Hey guys,
What is our policy on adding undocumented functions to Wine's public headers? My stance is that we, as an alternative implementation of the Win32 API, provide another set of Win32 public headers, like Microsoft and cygwin/mingw provide as well. If our headers contain undocumented functions that no other headers have, then we're just that much more complete. I've always thought of the Wine code base as documentation for the Win32 API, especially in places where there is no documentation from Microsoft. There are several places where -Wmissing-declarations warns about missing declarations for exported APIs. A lot of these have no corresponding entry in Microsoft's public headers. Adding these declarations gets rid of the warnings and makes our headers more complete. What are your thoughts on this matter?
James Hawkins wrote:
Hey guys,
What is our policy on adding undocumented functions to Wine's public headers? My stance is that we, as an alternative implementation of the Win32 API, provide another set of Win32 public headers, like Microsoft and cygwin/mingw provide as well. If our headers contain undocumented functions that no other headers have, then we're just that much more complete. I've always thought of the Wine code base as documentation for the Win32 API, especially in places where there is no documentation from Microsoft. There are several places where -Wmissing-declarations warns about missing declarations for exported APIs. A lot of these have no corresponding entry in Microsoft's public headers. Adding these declarations gets rid of the warnings and makes our headers more complete. What are your thoughts on this matter?
I think we should do this, but protect them with #ifdef __WINESRC__, since we may want to use them internally, but we don't want them used in things that may be built with the PSDK headers, like tests.
Robert Shearman rob@codeweavers.com writes:
I think we should do this, but protect them with #ifdef __WINESRC__, since we may want to use them internally, but we don't want them used in things that may be built with the PSDK headers, like tests.
We can do that for things that actually need to be used from other dlls, but if it's just to quiet the warnings then I don't think that's a good enough reason to diverge from the SDK headers.
On Tue, 10 Oct 2006, James Hawkins wrote: [...]
What is our policy on adding undocumented functions to Wine's public headers? My stance is that we, as an alternative implementation of the Win32 API, provide another set of Win32 public headers, like Microsoft and cygwin/mingw provide as well.
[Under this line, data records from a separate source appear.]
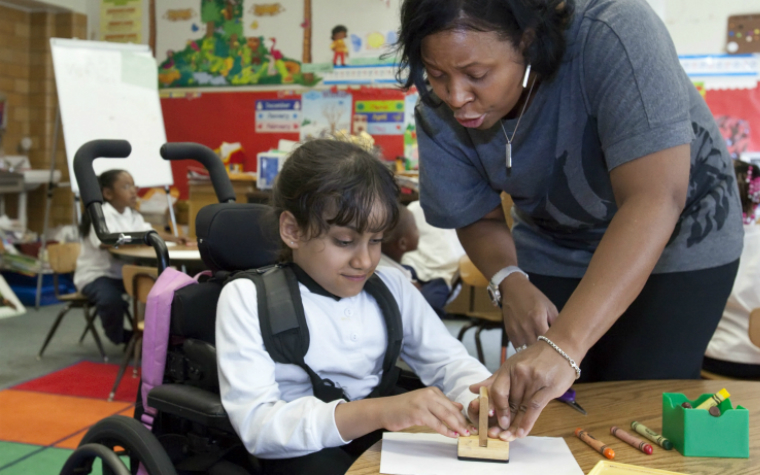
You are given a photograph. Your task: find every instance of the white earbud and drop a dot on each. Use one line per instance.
(525, 78)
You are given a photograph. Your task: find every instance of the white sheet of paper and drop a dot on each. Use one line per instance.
(184, 254)
(434, 454)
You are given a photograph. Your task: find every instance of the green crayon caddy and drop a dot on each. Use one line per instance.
(696, 433)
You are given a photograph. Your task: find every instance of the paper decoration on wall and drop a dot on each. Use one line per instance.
(225, 57)
(325, 112)
(121, 21)
(735, 132)
(266, 9)
(232, 155)
(180, 15)
(278, 116)
(372, 46)
(743, 34)
(338, 45)
(384, 117)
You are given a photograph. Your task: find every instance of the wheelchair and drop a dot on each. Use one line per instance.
(191, 432)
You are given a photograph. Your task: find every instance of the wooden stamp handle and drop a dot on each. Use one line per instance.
(483, 418)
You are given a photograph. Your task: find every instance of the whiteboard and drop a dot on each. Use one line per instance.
(110, 91)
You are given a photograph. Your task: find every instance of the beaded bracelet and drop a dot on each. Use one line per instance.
(564, 355)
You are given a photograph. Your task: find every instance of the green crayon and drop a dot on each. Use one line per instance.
(652, 435)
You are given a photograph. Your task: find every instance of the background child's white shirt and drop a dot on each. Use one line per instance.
(731, 339)
(271, 405)
(94, 262)
(438, 251)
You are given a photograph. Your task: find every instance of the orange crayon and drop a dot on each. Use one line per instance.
(595, 444)
(634, 442)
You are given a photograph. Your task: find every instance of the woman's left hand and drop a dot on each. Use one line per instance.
(523, 386)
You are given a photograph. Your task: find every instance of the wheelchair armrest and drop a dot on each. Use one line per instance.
(191, 403)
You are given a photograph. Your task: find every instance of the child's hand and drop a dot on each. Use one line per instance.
(425, 407)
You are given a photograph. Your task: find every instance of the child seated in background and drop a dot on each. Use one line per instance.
(335, 202)
(404, 238)
(98, 273)
(730, 352)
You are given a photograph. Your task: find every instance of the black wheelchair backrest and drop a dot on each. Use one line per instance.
(234, 237)
(231, 237)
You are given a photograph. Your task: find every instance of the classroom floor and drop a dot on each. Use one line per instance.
(47, 406)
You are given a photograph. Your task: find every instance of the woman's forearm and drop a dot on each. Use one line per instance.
(618, 271)
(358, 418)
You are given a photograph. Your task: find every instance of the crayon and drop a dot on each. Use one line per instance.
(595, 444)
(634, 442)
(652, 435)
(715, 399)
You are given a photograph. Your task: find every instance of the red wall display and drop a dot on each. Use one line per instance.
(210, 118)
(738, 114)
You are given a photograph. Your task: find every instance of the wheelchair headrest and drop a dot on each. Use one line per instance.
(234, 236)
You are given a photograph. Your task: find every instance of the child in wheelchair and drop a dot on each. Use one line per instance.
(335, 203)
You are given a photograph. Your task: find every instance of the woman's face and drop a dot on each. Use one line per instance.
(477, 74)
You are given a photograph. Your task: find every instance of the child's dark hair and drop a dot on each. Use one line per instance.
(546, 19)
(338, 29)
(327, 182)
(105, 180)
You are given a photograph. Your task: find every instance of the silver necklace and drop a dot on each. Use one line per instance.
(509, 139)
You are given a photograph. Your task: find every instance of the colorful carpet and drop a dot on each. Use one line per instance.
(43, 420)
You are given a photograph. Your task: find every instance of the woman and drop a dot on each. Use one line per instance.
(627, 217)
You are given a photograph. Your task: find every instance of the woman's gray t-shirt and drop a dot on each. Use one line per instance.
(620, 94)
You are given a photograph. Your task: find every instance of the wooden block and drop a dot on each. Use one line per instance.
(483, 417)
(469, 448)
(480, 447)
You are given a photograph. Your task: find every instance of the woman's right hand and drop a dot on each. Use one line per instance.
(425, 407)
(527, 312)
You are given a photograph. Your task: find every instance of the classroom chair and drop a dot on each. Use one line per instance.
(63, 260)
(138, 280)
(481, 320)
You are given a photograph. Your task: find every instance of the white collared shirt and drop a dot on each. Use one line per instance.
(94, 262)
(272, 406)
(731, 339)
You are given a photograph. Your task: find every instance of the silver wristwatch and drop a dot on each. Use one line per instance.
(493, 285)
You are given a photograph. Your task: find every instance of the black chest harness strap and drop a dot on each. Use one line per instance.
(286, 334)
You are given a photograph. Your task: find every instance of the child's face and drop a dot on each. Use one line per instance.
(340, 260)
(123, 193)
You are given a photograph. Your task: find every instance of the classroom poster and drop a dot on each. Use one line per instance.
(278, 116)
(325, 112)
(121, 21)
(223, 43)
(383, 117)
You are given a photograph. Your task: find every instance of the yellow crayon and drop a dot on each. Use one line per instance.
(652, 435)
(715, 399)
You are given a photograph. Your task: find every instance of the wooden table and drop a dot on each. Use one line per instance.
(620, 403)
(144, 255)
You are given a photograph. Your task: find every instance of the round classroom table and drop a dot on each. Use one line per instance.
(618, 404)
(145, 255)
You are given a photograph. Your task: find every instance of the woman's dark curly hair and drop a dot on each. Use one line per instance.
(545, 19)
(328, 182)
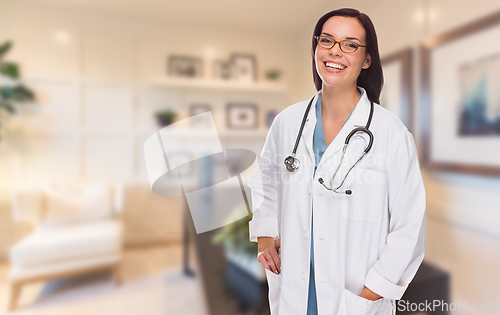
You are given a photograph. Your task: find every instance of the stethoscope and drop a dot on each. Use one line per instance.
(292, 163)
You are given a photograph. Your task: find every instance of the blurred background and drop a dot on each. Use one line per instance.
(85, 83)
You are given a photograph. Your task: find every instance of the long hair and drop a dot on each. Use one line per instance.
(370, 79)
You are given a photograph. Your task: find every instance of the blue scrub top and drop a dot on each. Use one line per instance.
(319, 148)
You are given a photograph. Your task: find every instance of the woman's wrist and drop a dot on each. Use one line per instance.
(264, 242)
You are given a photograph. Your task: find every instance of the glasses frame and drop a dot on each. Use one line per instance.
(340, 44)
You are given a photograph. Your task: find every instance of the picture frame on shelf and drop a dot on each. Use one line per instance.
(244, 67)
(461, 92)
(223, 70)
(185, 66)
(241, 115)
(397, 93)
(201, 122)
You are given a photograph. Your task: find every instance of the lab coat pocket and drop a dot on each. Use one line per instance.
(274, 284)
(368, 200)
(356, 305)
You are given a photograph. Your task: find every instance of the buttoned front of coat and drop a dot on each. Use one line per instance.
(374, 237)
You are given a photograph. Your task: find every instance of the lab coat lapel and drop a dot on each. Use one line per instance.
(308, 132)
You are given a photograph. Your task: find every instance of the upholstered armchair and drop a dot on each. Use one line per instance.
(76, 231)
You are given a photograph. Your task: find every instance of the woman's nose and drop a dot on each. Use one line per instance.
(335, 50)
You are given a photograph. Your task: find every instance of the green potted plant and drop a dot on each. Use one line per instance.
(165, 117)
(12, 91)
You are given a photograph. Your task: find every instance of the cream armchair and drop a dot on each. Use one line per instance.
(76, 231)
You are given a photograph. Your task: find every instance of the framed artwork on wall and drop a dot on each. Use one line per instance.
(223, 70)
(185, 66)
(397, 93)
(461, 99)
(199, 122)
(244, 67)
(241, 116)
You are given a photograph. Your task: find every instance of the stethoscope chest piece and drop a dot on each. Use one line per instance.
(292, 163)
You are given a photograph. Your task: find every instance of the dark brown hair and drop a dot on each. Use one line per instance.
(370, 79)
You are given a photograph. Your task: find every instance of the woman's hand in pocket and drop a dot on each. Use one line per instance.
(268, 254)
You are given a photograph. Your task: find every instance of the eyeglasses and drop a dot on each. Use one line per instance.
(346, 45)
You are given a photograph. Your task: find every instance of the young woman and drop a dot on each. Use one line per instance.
(339, 231)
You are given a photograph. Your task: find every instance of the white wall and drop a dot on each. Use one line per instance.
(463, 212)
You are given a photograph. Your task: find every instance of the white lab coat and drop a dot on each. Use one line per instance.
(374, 237)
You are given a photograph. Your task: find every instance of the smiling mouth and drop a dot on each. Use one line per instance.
(335, 66)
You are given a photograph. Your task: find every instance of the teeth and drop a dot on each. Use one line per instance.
(334, 65)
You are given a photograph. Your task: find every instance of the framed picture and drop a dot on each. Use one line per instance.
(183, 159)
(199, 122)
(241, 116)
(397, 93)
(185, 66)
(223, 70)
(461, 99)
(244, 67)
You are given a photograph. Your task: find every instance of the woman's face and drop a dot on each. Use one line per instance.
(340, 28)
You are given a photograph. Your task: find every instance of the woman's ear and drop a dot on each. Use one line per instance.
(368, 62)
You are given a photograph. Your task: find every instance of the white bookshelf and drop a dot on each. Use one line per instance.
(217, 85)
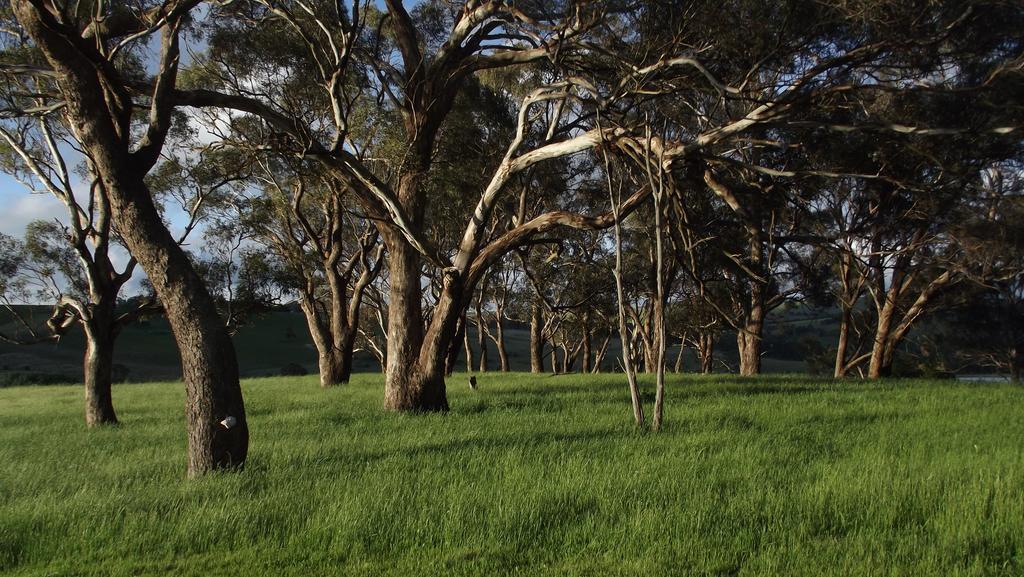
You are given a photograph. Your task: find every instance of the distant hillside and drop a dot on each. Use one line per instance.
(147, 352)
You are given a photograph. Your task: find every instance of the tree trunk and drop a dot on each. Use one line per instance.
(481, 335)
(410, 384)
(601, 352)
(460, 339)
(536, 338)
(844, 338)
(881, 363)
(706, 352)
(468, 346)
(97, 366)
(749, 339)
(586, 366)
(99, 109)
(678, 368)
(503, 356)
(218, 435)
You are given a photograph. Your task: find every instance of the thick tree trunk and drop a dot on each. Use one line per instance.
(678, 368)
(99, 109)
(415, 378)
(536, 338)
(587, 345)
(218, 435)
(97, 367)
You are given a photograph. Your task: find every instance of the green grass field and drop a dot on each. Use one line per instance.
(529, 476)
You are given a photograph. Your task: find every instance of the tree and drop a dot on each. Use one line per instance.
(85, 70)
(72, 266)
(333, 255)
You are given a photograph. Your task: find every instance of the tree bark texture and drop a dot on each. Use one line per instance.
(99, 108)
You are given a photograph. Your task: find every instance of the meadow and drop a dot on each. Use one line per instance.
(531, 475)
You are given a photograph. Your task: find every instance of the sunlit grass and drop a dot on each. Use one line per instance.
(530, 476)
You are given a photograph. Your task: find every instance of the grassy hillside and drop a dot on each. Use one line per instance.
(147, 351)
(529, 476)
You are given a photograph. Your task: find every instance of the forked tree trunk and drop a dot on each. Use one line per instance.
(586, 366)
(99, 108)
(97, 367)
(536, 338)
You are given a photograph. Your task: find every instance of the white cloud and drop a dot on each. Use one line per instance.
(20, 207)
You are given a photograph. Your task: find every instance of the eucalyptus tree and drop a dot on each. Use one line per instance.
(91, 66)
(418, 68)
(588, 72)
(333, 254)
(82, 282)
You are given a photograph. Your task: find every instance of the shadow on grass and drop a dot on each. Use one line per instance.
(449, 450)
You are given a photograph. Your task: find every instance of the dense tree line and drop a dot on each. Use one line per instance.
(417, 176)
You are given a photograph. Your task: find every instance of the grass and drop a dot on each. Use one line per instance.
(529, 476)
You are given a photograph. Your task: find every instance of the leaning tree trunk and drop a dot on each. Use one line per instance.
(218, 435)
(536, 338)
(453, 355)
(329, 357)
(98, 107)
(97, 367)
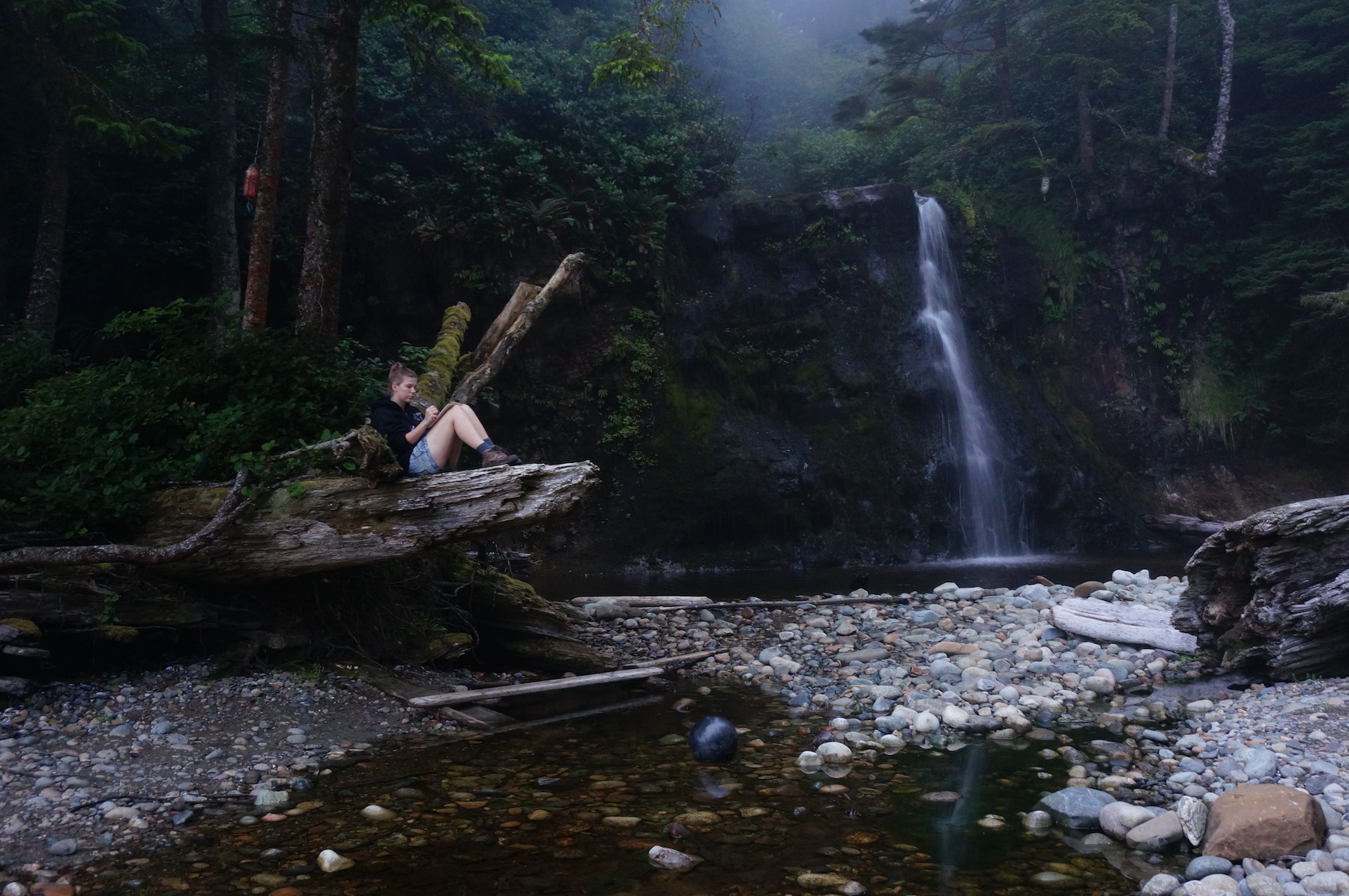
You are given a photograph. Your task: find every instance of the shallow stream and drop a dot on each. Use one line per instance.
(524, 813)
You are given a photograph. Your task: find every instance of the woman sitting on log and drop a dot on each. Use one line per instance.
(429, 443)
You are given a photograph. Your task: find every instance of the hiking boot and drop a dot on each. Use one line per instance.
(495, 456)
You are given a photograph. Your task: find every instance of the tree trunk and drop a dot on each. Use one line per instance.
(330, 178)
(1219, 145)
(1121, 624)
(1271, 593)
(43, 301)
(1001, 69)
(269, 163)
(1086, 146)
(525, 318)
(1168, 77)
(222, 224)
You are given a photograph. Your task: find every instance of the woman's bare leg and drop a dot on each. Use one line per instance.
(458, 427)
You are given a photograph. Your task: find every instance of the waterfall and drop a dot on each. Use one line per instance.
(983, 506)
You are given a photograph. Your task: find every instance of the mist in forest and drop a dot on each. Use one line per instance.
(780, 65)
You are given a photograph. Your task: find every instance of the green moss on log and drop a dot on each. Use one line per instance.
(444, 360)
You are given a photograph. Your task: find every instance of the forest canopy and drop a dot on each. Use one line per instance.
(313, 169)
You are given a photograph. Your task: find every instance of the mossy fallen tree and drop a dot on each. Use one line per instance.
(343, 521)
(1270, 594)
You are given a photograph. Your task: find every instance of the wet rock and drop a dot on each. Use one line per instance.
(1263, 822)
(1327, 883)
(1160, 886)
(1156, 835)
(331, 862)
(62, 848)
(672, 860)
(713, 739)
(1119, 818)
(870, 655)
(821, 882)
(1036, 821)
(1263, 886)
(1077, 808)
(699, 820)
(1055, 880)
(834, 752)
(627, 821)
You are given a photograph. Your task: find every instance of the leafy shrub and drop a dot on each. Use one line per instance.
(175, 402)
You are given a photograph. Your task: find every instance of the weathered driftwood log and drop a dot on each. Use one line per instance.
(345, 522)
(1121, 624)
(529, 687)
(1189, 530)
(79, 605)
(227, 508)
(648, 602)
(1271, 593)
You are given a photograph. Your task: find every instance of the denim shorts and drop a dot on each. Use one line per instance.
(421, 461)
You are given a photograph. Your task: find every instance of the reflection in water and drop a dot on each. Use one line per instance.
(573, 808)
(953, 830)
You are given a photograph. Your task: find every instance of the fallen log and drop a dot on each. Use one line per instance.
(780, 605)
(555, 719)
(497, 354)
(1190, 530)
(531, 687)
(335, 522)
(187, 542)
(1271, 593)
(1121, 624)
(669, 660)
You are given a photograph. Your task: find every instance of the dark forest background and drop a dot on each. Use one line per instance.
(1089, 138)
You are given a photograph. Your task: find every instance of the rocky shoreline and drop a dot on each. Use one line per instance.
(118, 764)
(964, 662)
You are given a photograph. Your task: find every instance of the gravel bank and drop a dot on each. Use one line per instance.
(114, 764)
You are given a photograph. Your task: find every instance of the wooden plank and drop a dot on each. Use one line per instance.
(647, 602)
(531, 687)
(1123, 624)
(564, 717)
(342, 521)
(463, 718)
(669, 660)
(779, 605)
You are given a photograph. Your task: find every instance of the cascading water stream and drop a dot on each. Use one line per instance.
(983, 506)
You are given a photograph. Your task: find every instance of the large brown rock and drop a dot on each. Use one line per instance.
(1261, 822)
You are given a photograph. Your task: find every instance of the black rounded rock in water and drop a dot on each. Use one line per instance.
(713, 739)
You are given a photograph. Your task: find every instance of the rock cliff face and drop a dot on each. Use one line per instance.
(800, 417)
(780, 404)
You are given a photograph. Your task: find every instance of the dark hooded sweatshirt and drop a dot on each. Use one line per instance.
(394, 423)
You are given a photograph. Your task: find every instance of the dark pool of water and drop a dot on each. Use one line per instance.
(468, 815)
(917, 577)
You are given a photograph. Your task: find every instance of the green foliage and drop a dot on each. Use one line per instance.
(172, 402)
(644, 53)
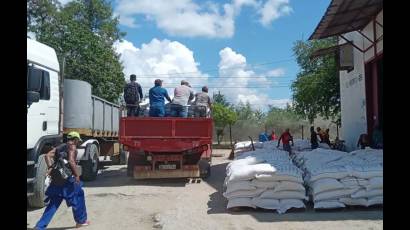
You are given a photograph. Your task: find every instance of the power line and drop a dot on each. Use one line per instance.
(219, 69)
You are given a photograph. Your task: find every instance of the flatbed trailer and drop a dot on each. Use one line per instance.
(167, 147)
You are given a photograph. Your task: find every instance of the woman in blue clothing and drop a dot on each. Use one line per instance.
(70, 189)
(156, 99)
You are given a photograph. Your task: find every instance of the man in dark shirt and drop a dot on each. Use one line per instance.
(313, 138)
(286, 138)
(132, 96)
(156, 99)
(71, 191)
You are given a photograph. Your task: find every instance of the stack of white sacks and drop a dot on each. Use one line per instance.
(336, 179)
(264, 178)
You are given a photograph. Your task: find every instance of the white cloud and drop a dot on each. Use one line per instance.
(276, 72)
(163, 59)
(240, 84)
(193, 19)
(273, 9)
(180, 17)
(157, 59)
(63, 2)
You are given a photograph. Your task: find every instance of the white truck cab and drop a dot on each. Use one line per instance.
(43, 115)
(96, 119)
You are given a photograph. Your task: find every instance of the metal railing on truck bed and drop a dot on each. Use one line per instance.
(168, 134)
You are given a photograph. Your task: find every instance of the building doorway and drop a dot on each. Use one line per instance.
(374, 93)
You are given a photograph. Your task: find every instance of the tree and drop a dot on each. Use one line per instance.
(220, 99)
(316, 91)
(82, 33)
(223, 116)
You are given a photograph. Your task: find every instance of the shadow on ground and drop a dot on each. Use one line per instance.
(117, 176)
(217, 205)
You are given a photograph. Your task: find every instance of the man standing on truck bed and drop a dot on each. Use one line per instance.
(156, 99)
(132, 96)
(68, 189)
(202, 103)
(182, 95)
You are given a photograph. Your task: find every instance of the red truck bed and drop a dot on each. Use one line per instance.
(166, 147)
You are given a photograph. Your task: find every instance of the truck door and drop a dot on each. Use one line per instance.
(42, 117)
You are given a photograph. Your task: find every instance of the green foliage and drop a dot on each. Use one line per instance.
(222, 116)
(316, 91)
(220, 99)
(82, 33)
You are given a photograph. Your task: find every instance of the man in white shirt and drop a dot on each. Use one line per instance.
(182, 95)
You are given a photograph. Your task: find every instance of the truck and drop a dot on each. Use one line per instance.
(56, 107)
(167, 147)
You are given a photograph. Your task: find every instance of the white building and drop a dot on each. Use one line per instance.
(359, 27)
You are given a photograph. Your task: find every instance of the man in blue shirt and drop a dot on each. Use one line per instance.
(156, 99)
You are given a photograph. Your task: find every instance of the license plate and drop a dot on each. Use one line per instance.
(167, 166)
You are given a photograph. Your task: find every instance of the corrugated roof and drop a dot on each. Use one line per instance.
(343, 16)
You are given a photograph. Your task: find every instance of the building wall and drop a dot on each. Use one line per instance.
(352, 86)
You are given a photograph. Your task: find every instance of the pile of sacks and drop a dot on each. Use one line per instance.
(299, 146)
(266, 179)
(336, 179)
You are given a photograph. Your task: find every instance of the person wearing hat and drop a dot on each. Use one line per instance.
(132, 96)
(157, 96)
(70, 190)
(183, 94)
(202, 103)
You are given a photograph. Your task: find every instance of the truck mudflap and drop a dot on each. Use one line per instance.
(146, 172)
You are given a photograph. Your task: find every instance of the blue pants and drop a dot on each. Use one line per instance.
(179, 111)
(157, 111)
(133, 111)
(76, 201)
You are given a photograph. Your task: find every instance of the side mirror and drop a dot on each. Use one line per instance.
(34, 79)
(32, 97)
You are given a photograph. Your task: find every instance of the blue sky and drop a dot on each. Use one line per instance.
(242, 48)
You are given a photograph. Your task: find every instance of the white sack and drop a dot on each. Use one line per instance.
(240, 202)
(270, 194)
(326, 184)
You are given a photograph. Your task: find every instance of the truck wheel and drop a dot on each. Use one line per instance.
(130, 166)
(40, 185)
(90, 166)
(205, 169)
(115, 160)
(119, 159)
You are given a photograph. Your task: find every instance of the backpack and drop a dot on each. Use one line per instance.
(60, 170)
(131, 95)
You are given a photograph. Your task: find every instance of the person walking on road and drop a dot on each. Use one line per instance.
(156, 99)
(133, 96)
(183, 94)
(313, 138)
(286, 138)
(64, 185)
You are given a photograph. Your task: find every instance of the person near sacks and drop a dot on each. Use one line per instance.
(286, 138)
(321, 134)
(157, 96)
(273, 136)
(183, 94)
(133, 90)
(202, 103)
(313, 138)
(71, 190)
(363, 141)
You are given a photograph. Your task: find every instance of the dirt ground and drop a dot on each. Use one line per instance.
(115, 201)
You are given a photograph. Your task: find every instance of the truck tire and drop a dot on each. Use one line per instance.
(130, 166)
(119, 159)
(205, 169)
(40, 185)
(90, 166)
If our headers contain undocumented functions that no other headers have, then we're just that much more complete.
Developers who write Windows programs and call undocumented functions are likely to define a prototype for them straight in their source code. So adding prototypes for undocumented functions in Wine's public headers would likely cause such code to fail to compile with Winelib (duplicate prototypes, small divergences, etc). As such it should be avoided.